Photo taken on Sept. 6, 2018 shows Chinese female director Yuanqing Zhu in Venice, Italy. A young Chinese female director has paid tribute to the late French New Wave director Eric Rohmer over her discreet, luminous and gentle movie entitled The Three Adventures of Brooke. The film was one of 11 selections at Venice Days, an independent film showcase that has been running parallel to the Venice Film Festival. (Xinhua/Cheng Tingting)

VENICE, Italy, Sept. 7 (Xinhua) -- A young Chinese female director has paid tribute to the late French New Wave director Eric Rohmer over her discreet, luminous and gentle movie entitled The Three Adventures of Brooke.

The film was one of 11 selections at Venice Days, an independent film showcase that has been running parallel to the Venice Film Festival.

Directed by 30-year-old Beijing Film Academy graduate Yuanqing Zhu, it features a Chinese and Malaysian cast along with award-winning French actor Pascal Greggory, who has acted in Rohmer's films before.

It tells three versions of a story centered on Brooke, a young woman from Beijing who travels to the Malaysian town of Alor Setar -- an uneventful spot by the sea.

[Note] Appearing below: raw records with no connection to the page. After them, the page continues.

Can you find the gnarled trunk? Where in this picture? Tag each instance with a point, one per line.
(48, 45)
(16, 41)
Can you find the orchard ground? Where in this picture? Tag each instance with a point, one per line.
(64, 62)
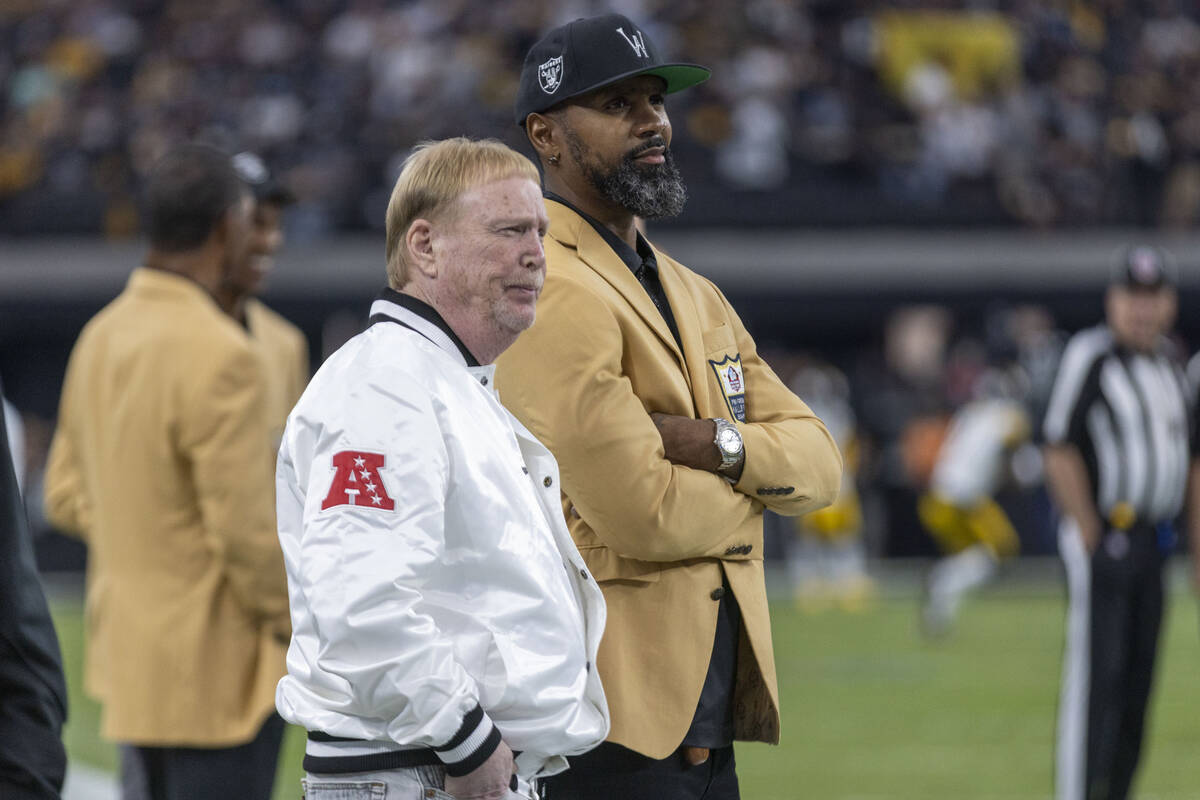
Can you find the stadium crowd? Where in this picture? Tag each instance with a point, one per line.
(819, 113)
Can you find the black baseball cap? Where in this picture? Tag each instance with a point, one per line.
(1144, 266)
(589, 53)
(253, 172)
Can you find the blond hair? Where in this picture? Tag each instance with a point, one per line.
(433, 176)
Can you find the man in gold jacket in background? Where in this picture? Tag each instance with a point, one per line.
(672, 434)
(163, 462)
(285, 348)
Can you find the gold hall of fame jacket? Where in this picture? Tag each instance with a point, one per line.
(163, 463)
(585, 379)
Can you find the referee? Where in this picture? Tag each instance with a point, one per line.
(1121, 440)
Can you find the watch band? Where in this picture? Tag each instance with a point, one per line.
(729, 457)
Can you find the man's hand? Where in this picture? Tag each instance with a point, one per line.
(490, 781)
(688, 441)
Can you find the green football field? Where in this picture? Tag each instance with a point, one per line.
(874, 711)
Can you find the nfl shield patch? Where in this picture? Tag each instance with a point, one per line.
(729, 374)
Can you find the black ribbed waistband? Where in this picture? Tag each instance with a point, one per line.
(391, 759)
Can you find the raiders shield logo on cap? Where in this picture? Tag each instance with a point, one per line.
(550, 74)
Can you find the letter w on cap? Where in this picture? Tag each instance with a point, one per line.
(637, 42)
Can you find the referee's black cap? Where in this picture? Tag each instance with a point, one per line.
(591, 53)
(267, 187)
(1144, 266)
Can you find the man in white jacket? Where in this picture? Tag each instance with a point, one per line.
(445, 627)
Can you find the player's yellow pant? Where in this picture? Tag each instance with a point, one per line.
(957, 528)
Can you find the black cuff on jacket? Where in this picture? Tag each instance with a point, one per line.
(473, 745)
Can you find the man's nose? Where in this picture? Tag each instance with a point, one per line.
(652, 120)
(535, 253)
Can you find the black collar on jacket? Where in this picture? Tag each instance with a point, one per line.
(425, 312)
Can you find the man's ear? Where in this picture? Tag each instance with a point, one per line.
(419, 245)
(544, 134)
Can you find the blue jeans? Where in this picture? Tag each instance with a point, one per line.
(411, 783)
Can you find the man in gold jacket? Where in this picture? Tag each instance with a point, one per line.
(283, 347)
(672, 434)
(162, 461)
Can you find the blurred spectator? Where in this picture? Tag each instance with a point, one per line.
(33, 691)
(162, 462)
(826, 558)
(823, 113)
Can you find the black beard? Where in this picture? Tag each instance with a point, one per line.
(651, 192)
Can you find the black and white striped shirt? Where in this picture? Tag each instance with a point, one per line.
(1132, 417)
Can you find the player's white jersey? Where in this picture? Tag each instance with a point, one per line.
(971, 463)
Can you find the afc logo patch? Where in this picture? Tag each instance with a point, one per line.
(357, 482)
(729, 374)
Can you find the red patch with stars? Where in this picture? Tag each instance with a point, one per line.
(357, 482)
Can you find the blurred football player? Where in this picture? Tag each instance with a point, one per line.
(826, 560)
(959, 510)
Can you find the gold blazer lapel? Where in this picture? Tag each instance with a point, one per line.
(570, 228)
(691, 326)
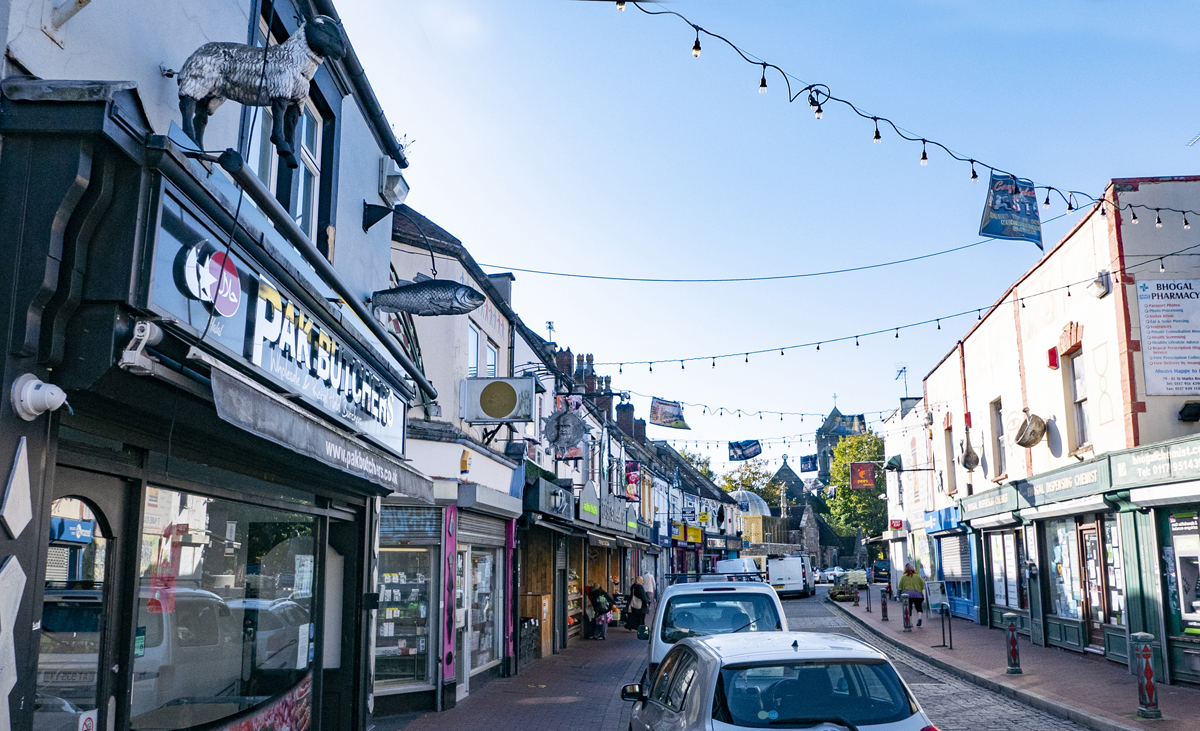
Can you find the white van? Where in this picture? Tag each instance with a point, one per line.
(792, 575)
(739, 569)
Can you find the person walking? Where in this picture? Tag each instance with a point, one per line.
(637, 606)
(913, 586)
(603, 605)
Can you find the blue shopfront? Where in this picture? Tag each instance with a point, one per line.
(954, 562)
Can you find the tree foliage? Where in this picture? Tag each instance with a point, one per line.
(701, 463)
(753, 475)
(858, 508)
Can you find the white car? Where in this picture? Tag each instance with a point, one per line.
(694, 610)
(775, 681)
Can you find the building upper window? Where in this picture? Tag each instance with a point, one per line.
(472, 352)
(1077, 390)
(997, 439)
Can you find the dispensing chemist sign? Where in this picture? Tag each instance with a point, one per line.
(1170, 335)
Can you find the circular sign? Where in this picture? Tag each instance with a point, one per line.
(498, 400)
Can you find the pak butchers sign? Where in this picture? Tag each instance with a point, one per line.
(233, 304)
(1170, 335)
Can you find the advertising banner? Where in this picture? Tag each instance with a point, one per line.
(862, 475)
(1170, 336)
(744, 450)
(1011, 210)
(667, 413)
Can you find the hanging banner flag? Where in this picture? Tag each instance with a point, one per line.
(633, 480)
(862, 475)
(667, 413)
(744, 450)
(1011, 210)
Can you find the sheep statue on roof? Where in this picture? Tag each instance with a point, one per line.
(219, 71)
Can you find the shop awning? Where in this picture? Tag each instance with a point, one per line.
(1165, 495)
(253, 408)
(1085, 504)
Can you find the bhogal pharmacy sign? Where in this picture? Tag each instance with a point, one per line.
(1170, 335)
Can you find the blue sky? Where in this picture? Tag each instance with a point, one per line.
(568, 136)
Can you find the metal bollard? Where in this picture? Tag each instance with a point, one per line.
(1014, 653)
(1147, 689)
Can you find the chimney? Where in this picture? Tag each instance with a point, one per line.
(625, 418)
(589, 376)
(563, 360)
(503, 283)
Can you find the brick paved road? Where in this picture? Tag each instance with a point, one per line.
(952, 703)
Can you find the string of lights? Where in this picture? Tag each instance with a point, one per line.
(819, 95)
(895, 330)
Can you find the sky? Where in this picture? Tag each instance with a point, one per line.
(567, 136)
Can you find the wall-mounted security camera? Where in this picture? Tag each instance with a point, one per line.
(31, 397)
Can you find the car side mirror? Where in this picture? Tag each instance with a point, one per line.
(633, 693)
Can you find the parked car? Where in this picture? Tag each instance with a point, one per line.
(791, 575)
(832, 574)
(694, 610)
(774, 681)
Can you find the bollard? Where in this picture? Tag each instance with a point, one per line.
(1147, 689)
(1014, 653)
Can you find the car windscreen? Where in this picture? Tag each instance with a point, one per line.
(801, 694)
(718, 613)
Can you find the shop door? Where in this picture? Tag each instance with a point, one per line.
(84, 628)
(1093, 585)
(461, 621)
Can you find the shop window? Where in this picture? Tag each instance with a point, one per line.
(403, 621)
(472, 352)
(1062, 555)
(225, 598)
(997, 439)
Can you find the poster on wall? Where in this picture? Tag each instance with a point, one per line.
(1170, 336)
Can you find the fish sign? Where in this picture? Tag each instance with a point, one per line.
(427, 297)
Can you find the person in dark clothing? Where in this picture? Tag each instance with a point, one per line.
(603, 605)
(639, 604)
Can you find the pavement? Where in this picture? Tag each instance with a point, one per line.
(1087, 689)
(575, 690)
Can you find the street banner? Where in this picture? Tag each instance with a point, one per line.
(1011, 210)
(633, 480)
(862, 475)
(667, 413)
(744, 450)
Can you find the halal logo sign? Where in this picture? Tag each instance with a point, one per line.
(209, 275)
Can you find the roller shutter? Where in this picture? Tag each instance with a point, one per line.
(955, 557)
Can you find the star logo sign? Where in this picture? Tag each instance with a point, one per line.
(210, 276)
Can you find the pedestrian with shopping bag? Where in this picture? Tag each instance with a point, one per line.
(913, 587)
(637, 606)
(601, 603)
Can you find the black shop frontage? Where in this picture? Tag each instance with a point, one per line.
(189, 540)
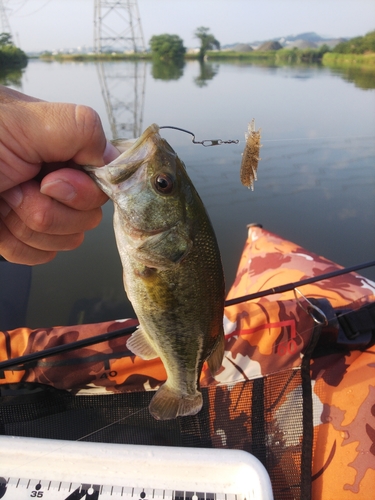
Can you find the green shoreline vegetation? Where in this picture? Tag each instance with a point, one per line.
(11, 57)
(359, 52)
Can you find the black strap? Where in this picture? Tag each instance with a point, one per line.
(357, 328)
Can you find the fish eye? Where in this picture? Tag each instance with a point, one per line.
(164, 183)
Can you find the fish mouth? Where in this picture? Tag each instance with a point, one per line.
(141, 234)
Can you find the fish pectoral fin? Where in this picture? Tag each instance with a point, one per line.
(164, 250)
(168, 403)
(140, 345)
(216, 357)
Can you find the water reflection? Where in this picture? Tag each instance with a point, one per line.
(207, 72)
(167, 70)
(363, 77)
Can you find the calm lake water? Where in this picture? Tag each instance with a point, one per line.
(316, 179)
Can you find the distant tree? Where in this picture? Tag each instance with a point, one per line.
(208, 41)
(358, 45)
(10, 55)
(167, 47)
(5, 39)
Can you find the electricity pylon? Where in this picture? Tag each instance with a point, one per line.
(123, 90)
(4, 23)
(117, 26)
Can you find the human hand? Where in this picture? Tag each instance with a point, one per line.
(46, 201)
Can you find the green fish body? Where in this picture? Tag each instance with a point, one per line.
(173, 274)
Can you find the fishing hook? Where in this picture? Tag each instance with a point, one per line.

Played by Chinese actress Xu Kangri, Brooke is on a different existential quest in each of the tales, which all begin on the same day following the same inciting incident -- her bicycle blows a tire -- but take off in three directions due to what director Zhu calls "slight changes in the universe."

In each tale, Brooke meets new people and spends time with them in conversations that touch on themes of morality, social changes, and the nature of love, friendship, and mourning.

"With my sincere and deepest respect for Eric Rohmer, I hope my film can demonstrate the light, warm, private and controlled side of life's uncertainties," said Zhu, who wrote and edited her debut feature film.

The movie has used many long shots and low-key editing, a spare use of music and ambient sounds -- birdsong, traffic, flowing water, wind in the trees, and waves breaking on the shore.

The film also chose to use only available lights to give another nod to Rohmer.

"We cancelled the gaffer crew and did not use any movie lights -- just natural light, and what was already there," cinematograher Zhu Jingjing told Xinhua. "The street is the street, the beach is the beach, night is night -- out of respect for Rohmer."